João se devota a detalhes em relação aos sofrimentos e morte de Cristo, como aquele que nada deseja saber senão a Cristo, e este crucificado, a fim de gloriar-se somente na cruz de Cristo. Com 891 palavras Ele expõe o drama dos acontecimentos que vão dos excruciantes açoites de Jesus, ao momento em que Seu corpo é depositado no sepulcro.
Estamos diante do desenrolar de um quadro que, por um lado, causa assombro, indignação, revolta, surpresa e comoção. Por outro, reverência, santo temor, devoção, amor, quebrantamento, rendição, gratidão e adoração.
Aos olhos naturais somos expostos à visão de até onde a inveja, a maldade, o ódio gratuito, a selvageria, a insensibilidade, e todas as vis e baixas expressões da natureza humana corrompida pelo pecado podem chegar. O que tudo isso desperta em nós, como bem ilustrado no filme de Mel Gibson sobre a paixão de Cristo, não há como traduzir.
Por outro lado, à luz da revelação bíblica, nos misteriosos caminhos do amor de Deus, ainda que incompreensíveis à mente humana, estamos:
· Diante do ante clímax da obra da redenção, o sacrifício, não de animais, mas do Cordeiro de Deus;
· O Cordeiro está sobre o altar, não do templo, mas da maldita cruz, no Gólgota, diante de todos e sob céus abertos;
· O sacrifício é oferecido não por sacerdotes, mas pó Si próprio e por Deus, pois ninguém O tocaria, se Ele mesmo não se entregasse.

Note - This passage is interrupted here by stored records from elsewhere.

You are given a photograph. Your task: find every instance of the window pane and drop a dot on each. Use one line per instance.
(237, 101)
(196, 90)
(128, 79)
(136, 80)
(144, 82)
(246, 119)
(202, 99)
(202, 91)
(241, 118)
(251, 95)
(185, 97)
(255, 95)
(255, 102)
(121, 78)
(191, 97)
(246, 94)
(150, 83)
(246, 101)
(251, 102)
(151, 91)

Encontramo-nos diante da oferta pelo nosso próprio pecado, pelo que, ao olhar para este drama, não devemos ver as mãos de Pilatos, dos judeus ou dos romanos infligindo tanta dor, sofrimento e morte ao Filho de Deus, nosso Salvador, mas o nosso pecado, nossa maldade e rebelião. Estamos diante do preço pago pela nossa redenção. O meu e o seu pecado provocaram o que João relata. Dito isto, dada a importância desses acontecimentos, orando por espírito de revelação, leiamos o relato de João, como ele se apresenta, pedindo ao Espírito Santo que grave em nosso ser o quadro real do que tudo isto representa, e que jamais nos esqueçamos do SALVADOR CRUCIFICADO!
PILATOS, pois, tomou então a Jesus, e o açoitou. E os soldados, tecendo uma coroa de espinhos, lha puseram sobre a cabeça, e lhe vestiram roupa de púrpura. E diziam:
- Salve, Rei dos Judeus. E davam-lhe bofetadas.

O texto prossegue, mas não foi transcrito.